The chemotherapy prediction of miR-196b and miR-34c-5p were validated in patient serum.
Although the five miRNA signatures demonstrated the excellent predictive capacity, only miR-196b and miR-34c-5p showed large effect sizes between responders and non-responders. Considering both miR-196b and miR-34c-5p played critical roles in lung carcinogenesis, we only included these two miRNAs into clinical validation. In addition, due to blood-(serum-) based liquid biopsy has revealed its potentially clinical utility, we hypothesis serum miR-196b and miR-34c-5p level could predict the chemotherapy response for lung adenocarcinoma patients. A total of 30 patients who had been pathologically diagnosed as lung adenocarcinoma included in this study (Supplementary Table 1).

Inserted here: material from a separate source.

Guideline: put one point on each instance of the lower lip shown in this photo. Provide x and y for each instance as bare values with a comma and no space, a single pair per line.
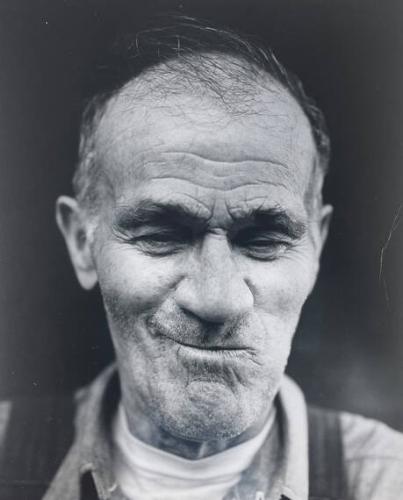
211,355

As expected, we observed a significant difference of miR-196b expression between responders and non-responders (p = 2.365 * 10− 5). The expression of miR-34c-5p in non-responders was significantly higher than that in responders (Fig. 7A). More importantly, both miR-196b and miR-34c-5p demonstrated the high predictive accuracy (0.898 and 0.931, respectively) in our cohort (Fig. 7B). Taken together, these results uncovered serum miR-196b and miR-34c-5p were differentially expressed between chemotherapy responders and non-responders, and potentially the chemotherapy predictive biomarkers for lung adenocarcinoma patients.